Reprise incertaine
On a souvent prophétisé à tort la mort du grand écran face à la concurrence de la télévision, puis de la VHS, du DVD et aujourd’hui du streaming. Imposant la fermeture des cinémas durant de longs mois, la pandémie risquait d’accélérer son déclin. Le public, désormais habitué aux soirées Netflix, allait-il retrouver le chemin des salles obscures?
Oui, selon les entrées enregistrées en Suisse l’an dernier. Malgré les dernières restrictions sanitaires, levées en avril, la fréquentation a grimpé de 62 % par rapport à 2021. Et avec 617 salles exploitées, «la disparition des cinémas, si souvent évoquée, n’a donc pas eu lieu», conclut Procinema, association suisse des exploitants et distributeurs de films.
Cela dit, si la tendance est à la hausse, l’inquiétude demeure. L’affluence observée en 2022 reste en effet inférieure de 30 % à celle d’avant la pandémie. Idem en France (-27 %), en Allemagne ou au Royaume Uni (-34 %), mais les Etats-Unis accusent une baisse supérieure à 35 % et l’Italie à 51 %. En revanche, le choc du covid n’a pas bousculé les équilibres en place. La production américaine domine toujours avec Top Gun: Maverick, Les Minions 2 et Avatar 2, pour une part de marché à 67.88 %; tandis que le cinéma européen (21,38 %) et suisse (5,11 %) se maintiennent. Dans le climat actuel, incitant à la frilosité, l’écart entre blockbusters et films d’auteur pourrait encore se creuser.
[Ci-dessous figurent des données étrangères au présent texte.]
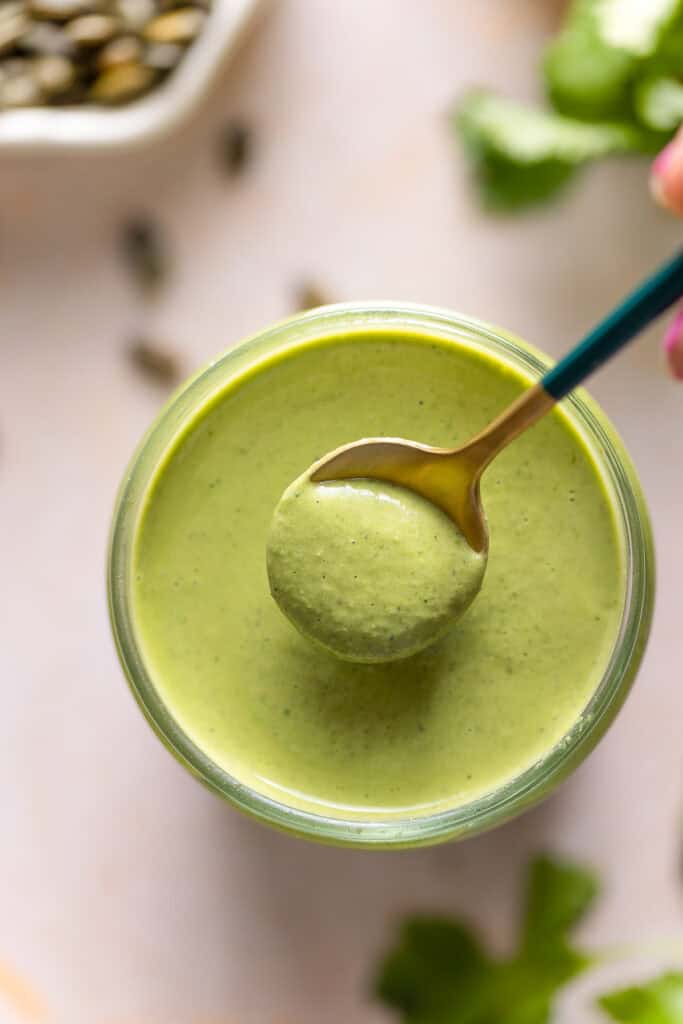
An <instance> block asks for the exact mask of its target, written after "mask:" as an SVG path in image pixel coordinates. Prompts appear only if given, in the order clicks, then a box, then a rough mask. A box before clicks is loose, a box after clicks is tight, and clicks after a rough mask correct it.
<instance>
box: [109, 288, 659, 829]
mask: <svg viewBox="0 0 683 1024" xmlns="http://www.w3.org/2000/svg"><path fill="white" fill-rule="evenodd" d="M407 328H412V329H417V330H421V331H422V332H424V333H426V334H432V335H435V336H436V337H438V338H439V339H441V340H444V341H449V340H452V341H457V342H458V343H459V344H460V345H462V344H463V343H468V344H472V345H473V346H475V347H476V348H478V349H479V350H480V351H484V352H485V353H487V354H489V355H492V354H493V355H495V356H496V357H497V359H498V360H499V361H500V360H501V359H503V361H505V362H507V364H508V365H509V366H510V367H511V368H513V369H514V370H516V371H517V372H518V373H522V374H523V375H524V376H525V377H527V379H529V382H532V381H535V380H538V379H539V378H540V377H541V376H542V375H543V374H544V373H545V371H546V370H547V369H548V368H549V367H550V366H552V365H553V364H552V359H550V357H549V356H547V355H545V354H544V353H542V352H541V351H539V350H538V349H536V348H533V347H532V346H530V345H528V344H527V343H526V342H524V341H522V340H521V339H519V338H516V337H515V336H514V335H511V334H510V333H509V332H507V331H503V330H501V329H499V328H495V327H492V326H489V325H487V324H485V323H482V322H480V321H477V319H473V318H471V317H468V316H463V315H461V314H458V313H453V312H451V311H449V310H444V309H439V308H435V307H431V306H424V305H418V304H413V303H394V302H391V303H372V304H366V303H340V304H337V305H333V306H324V307H321V308H318V309H314V310H310V311H308V312H305V313H302V314H299V315H297V316H294V317H290V318H288V319H286V321H282V322H280V323H278V324H275V325H274V326H273V327H271V328H268V329H266V330H265V331H263V332H260V333H259V334H256V335H253V336H251V337H249V338H247V339H246V340H244V341H242V342H241V343H239V344H237V345H236V346H233V347H231V348H229V349H228V350H227V351H226V352H224V353H223V354H222V355H221V356H219V357H218V358H217V359H215V360H213V361H212V362H211V364H209V365H208V366H207V367H206V368H204V369H203V370H201V371H200V372H199V373H198V374H197V375H196V376H195V377H193V378H191V379H190V380H189V381H187V382H186V383H185V384H184V385H183V386H182V387H181V388H180V389H179V390H178V391H177V392H176V393H175V394H174V395H173V396H172V397H171V398H170V399H169V401H168V402H167V403H166V406H165V407H164V409H163V410H162V411H161V413H160V414H159V416H158V417H157V419H156V421H155V422H154V423H153V425H152V427H151V428H150V430H148V431H147V433H146V434H145V436H144V437H143V439H142V441H141V442H140V444H139V446H138V449H137V451H136V453H135V454H134V456H133V458H132V460H131V463H130V465H129V467H128V470H127V472H126V474H125V477H124V480H123V483H122V485H121V488H120V492H119V495H118V499H117V504H116V508H115V513H114V520H113V525H112V531H111V538H110V552H109V567H108V568H109V571H108V593H109V606H110V615H111V622H112V628H113V632H114V637H115V641H116V645H117V649H118V653H119V657H120V660H121V664H122V667H123V670H124V673H125V675H126V678H127V680H128V683H129V685H130V688H131V690H132V692H133V695H134V696H135V698H136V700H137V702H138V705H139V706H140V708H141V710H142V712H143V714H144V715H145V717H146V719H147V721H148V722H150V724H151V725H152V727H153V728H154V730H155V731H156V732H157V734H158V736H159V737H160V738H161V740H162V741H163V742H164V744H165V745H166V746H167V748H168V749H169V750H170V751H171V753H172V754H174V756H175V757H176V758H177V759H178V760H179V761H180V762H181V763H182V764H184V765H185V767H186V768H188V769H189V771H190V772H191V773H193V774H194V775H195V776H196V777H198V778H199V779H200V780H201V781H203V782H204V783H205V784H206V785H207V786H208V787H209V788H211V790H213V791H214V792H215V793H217V794H218V795H220V796H221V797H223V798H224V799H226V800H227V801H228V802H229V803H231V804H232V805H234V806H236V807H237V808H238V809H240V810H242V811H245V812H247V813H248V814H250V815H251V816H253V817H256V818H258V819H260V820H262V821H264V822H267V823H269V824H271V825H274V826H275V827H278V828H281V829H284V830H286V831H292V833H295V834H297V835H299V836H304V837H306V838H308V839H312V840H317V841H321V842H327V843H334V844H337V845H347V846H359V847H374V848H390V847H398V848H405V847H410V846H422V845H428V844H433V843H438V842H442V841H444V840H446V839H455V838H457V837H462V836H467V835H474V834H477V833H480V831H483V830H485V829H487V828H490V827H494V826H495V825H497V824H499V823H502V822H503V821H505V820H507V819H508V818H510V817H512V816H514V815H516V814H517V813H519V812H520V811H521V810H523V809H524V808H526V807H528V806H530V805H531V804H535V803H537V802H538V801H539V800H541V799H543V797H545V796H546V795H547V794H548V793H549V792H550V791H551V790H552V788H554V787H555V785H557V784H558V783H559V782H560V781H561V779H562V778H564V777H565V776H566V775H567V774H568V773H569V772H570V771H571V770H572V769H573V768H574V767H575V766H577V765H578V764H579V763H580V762H581V761H582V760H583V759H584V758H585V757H586V756H587V755H588V753H590V751H591V750H592V749H593V746H594V745H595V744H596V743H597V742H598V740H599V739H600V737H601V736H602V734H603V733H604V732H605V730H606V729H607V727H608V726H609V724H610V723H611V721H612V720H613V718H614V716H615V715H616V713H617V711H618V709H620V708H621V706H622V703H623V702H624V700H625V698H626V696H627V694H628V691H629V689H630V687H631V685H632V683H633V680H634V678H635V675H636V672H637V669H638V666H639V664H640V660H641V657H642V654H643V651H644V647H645V644H646V641H647V636H648V633H649V627H650V622H651V616H652V606H653V592H654V555H653V545H652V536H651V528H650V524H649V518H648V514H647V509H646V505H645V500H644V497H643V494H642V490H641V487H640V483H639V480H638V477H637V474H636V471H635V468H634V466H633V464H632V462H631V459H630V457H629V455H628V454H627V452H626V450H625V447H624V444H623V442H622V440H621V438H620V436H618V434H617V433H616V430H615V429H614V427H613V426H612V424H611V423H610V422H609V420H608V419H607V417H606V416H605V414H604V413H603V412H602V410H601V409H600V408H599V407H598V404H597V403H596V402H595V401H594V400H593V399H592V398H591V397H590V396H589V395H588V393H587V392H586V391H585V390H584V389H578V390H577V391H574V392H572V393H571V394H570V395H569V396H568V397H567V398H566V399H564V402H563V407H564V410H565V413H566V415H567V416H568V418H569V420H570V422H571V425H572V427H573V428H574V429H575V430H578V432H579V433H580V434H581V436H582V438H583V439H584V440H585V442H586V443H588V445H589V447H590V451H591V453H592V455H593V458H594V459H595V461H596V465H597V466H598V468H599V470H600V471H601V473H602V474H603V478H604V480H605V483H606V484H607V485H608V487H609V492H610V498H611V500H612V504H613V507H614V514H615V519H616V525H617V529H618V531H620V537H621V540H622V543H623V550H624V562H625V575H626V588H625V597H624V608H623V612H622V620H621V624H620V629H618V631H617V634H616V637H615V640H614V643H613V647H612V650H611V653H610V656H609V659H608V662H607V665H606V667H605V670H604V672H603V675H602V678H601V680H600V681H599V683H598V684H597V686H596V688H595V690H594V692H593V694H592V696H591V698H590V699H589V701H588V703H587V705H586V707H585V709H584V711H583V713H582V714H581V715H580V716H579V718H578V719H577V721H575V722H574V723H573V724H572V725H571V727H570V728H569V730H568V731H567V732H566V733H565V734H564V735H563V736H562V737H561V738H560V739H559V741H558V742H557V743H555V745H554V746H552V748H551V749H550V750H549V751H548V752H547V753H546V754H545V755H544V756H543V757H542V758H540V759H539V760H538V761H537V762H535V764H532V765H531V766H529V767H528V768H526V769H525V770H524V771H522V772H521V773H519V774H518V775H516V776H513V777H512V778H510V779H508V780H507V781H506V782H504V783H503V784H502V785H500V786H498V787H496V788H495V790H492V791H489V792H488V793H486V794H483V795H482V796H480V797H478V798H475V799H474V800H471V801H469V802H468V803H466V804H463V805H460V806H458V807H455V808H449V809H445V810H439V811H437V812H435V813H433V814H427V815H424V816H419V817H405V818H390V819H380V820H365V819H356V818H353V819H350V818H341V817H335V816H332V815H325V814H318V813H313V812H311V811H305V810H302V809H300V808H297V807H292V806H290V805H289V804H286V803H282V802H280V801H276V800H274V799H273V798H271V797H269V796H266V795H265V794H262V793H259V792H258V791H256V790H254V788H252V787H251V786H250V785H247V784H246V783H244V782H241V781H240V780H239V779H238V778H237V777H236V776H233V775H231V774H230V773H228V772H226V771H225V770H224V769H222V768H221V767H220V766H219V765H217V764H216V763H215V762H214V761H213V760H212V759H210V758H209V757H207V755H206V754H204V752H203V751H202V750H201V749H200V748H199V746H198V745H197V744H196V743H195V742H194V741H193V740H191V739H190V738H189V736H187V735H186V734H185V732H184V731H183V730H182V729H181V727H180V725H179V724H178V722H177V721H176V720H175V719H174V718H173V716H172V715H171V713H170V711H169V710H168V708H167V707H166V706H165V703H164V701H163V699H162V698H161V696H160V695H159V693H158V691H157V689H156V687H155V685H154V682H153V680H152V678H151V676H150V675H148V673H147V671H146V667H145V665H144V659H143V657H142V654H141V651H140V649H139V646H138V644H137V642H136V638H135V631H134V627H133V620H132V612H131V600H130V588H131V563H132V553H133V542H134V537H135V531H136V525H137V519H138V515H139V512H140V510H141V507H142V504H143V499H144V496H145V494H146V492H147V487H148V485H150V482H151V481H152V479H153V478H154V476H155V473H156V471H157V468H158V466H159V463H160V462H161V461H162V460H163V458H164V455H165V453H167V452H168V450H169V447H170V446H172V444H173V441H174V439H175V438H176V437H177V435H178V434H179V433H180V432H181V431H182V429H183V425H185V424H186V423H187V421H188V420H190V419H191V418H193V417H194V416H195V415H196V413H197V410H198V409H199V408H200V407H201V406H203V404H204V403H205V402H207V400H208V399H209V398H210V396H211V395H213V394H215V393H216V392H217V391H220V390H222V388H223V387H224V386H225V385H226V383H227V382H228V381H229V380H231V379H232V378H234V377H236V376H239V375H240V374H241V373H242V372H243V371H244V370H245V369H247V368H255V366H256V365H257V364H258V362H259V361H260V360H261V359H262V358H268V357H269V356H272V355H273V354H274V353H276V352H282V351H284V350H286V349H288V348H292V349H294V348H299V347H300V346H301V345H302V344H304V343H306V342H308V341H313V340H315V339H316V338H322V337H325V336H329V335H331V334H334V335H336V336H338V337H343V335H344V334H346V333H353V332H356V331H357V330H358V329H365V330H373V329H382V330H386V329H395V330H399V329H403V330H404V329H407Z"/></svg>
Comme le souligne Thierry Jobin, directeur du Festival international du film de Fribourg, «c’est un fait que les distributeurs en Suisse et dans le monde prennent moins de risques aujourd’hui».
Procinema constate ainsi que «le secteur ne se rétablit que lentement». A ce rythme, il faudra sans doute attendre deux ou trois ans pour voir la fréquentation renouer avec les chiffres d’avant la pandémie. Et rien n’est moins sûr. Certes, dans une enquête fédérale réalisée à l’automne 2022, les deux tiers de la population suisse se disaient prêts à reprendre sans réserve les sorties culturelles. Mais près de la moitié des personnes interrogées affirmaient aussi avoir pris l’habitude de rester à la maison et fréquenter moins souvent les établissements culturels. Si les résultats de l’an dernier sont encourageants, l’avenir s’avère encore bien incertain. Victimes d’un «covid long», les salles sont encore en convalescence.